US-based international clothing and accessories retailer Gap has signed a virtual power purchase agreement (VPPA) with Enel Green Power North America for the Aurora wind project, currently in development in North Dakota.

The latest 12-year agreement marks the largest offsite renewable contract signed by Gap and is expected to help in reaching its goal to reduce absolute Scope 1 and 2 greenhouse gas (GHG) emissions for its owned and operated facilities by 50% by 2020.

Gap president and chief executive officer Art Peck said: “We have a responsibility to reduce our climate impact. For Gap, being a part of the climate solution means making strategic investments in clean energy generation.
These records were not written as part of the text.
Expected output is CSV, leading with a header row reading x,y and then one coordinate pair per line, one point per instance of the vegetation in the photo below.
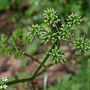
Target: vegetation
x,y
50,27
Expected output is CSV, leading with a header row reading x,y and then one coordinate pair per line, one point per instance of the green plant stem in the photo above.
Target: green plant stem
x,y
26,79
18,81
33,58
45,59
68,40
58,45
26,54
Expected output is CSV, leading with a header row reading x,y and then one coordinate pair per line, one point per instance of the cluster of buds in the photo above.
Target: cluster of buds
x,y
4,86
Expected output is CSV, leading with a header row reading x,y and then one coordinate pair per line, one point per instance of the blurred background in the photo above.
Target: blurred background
x,y
75,73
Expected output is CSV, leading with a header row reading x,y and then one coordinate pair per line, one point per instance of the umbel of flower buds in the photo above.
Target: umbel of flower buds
x,y
50,16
“Today we have secured a path to achieving our 2020 goal, but we must do more. I’m proud to commit to renewable energy for 100 percent of our stores, headquarters and distribution centers globally by 2030.”

Operating across the world with more than 3,300 stores, the majority of Gap’s stores are leased and located in buildings and malls owned by landlords. This limits its scope of onsite renewable energy assets execution.

Through the PPA with Enel Green Power, the company is expected to meet its renewable energy goal by combining its distributed electricity load in the US and purchase wind energy for the needs of more than 1,500 retail stores in its portfolio.

Gap to buy 90MW portion of total power generated by the wind project

The 90MW wind electricity output to be purchased by the clothing and accessory retailer from the 299MW Aurora project accounts for approximately 374GWh per year, and is expected to reduce GHG emissions equivalent to the carbon reduction of eliminating 60,000 passenger cars from the road annually.

Located in Williams and Mountrail counties in North Dakota, the Aurora wind project is expected to be operational by the end of 2020, generating approximately 1.3 TWh annually, while avoiding the emission of around 880,000 tonnes of CO2 per year.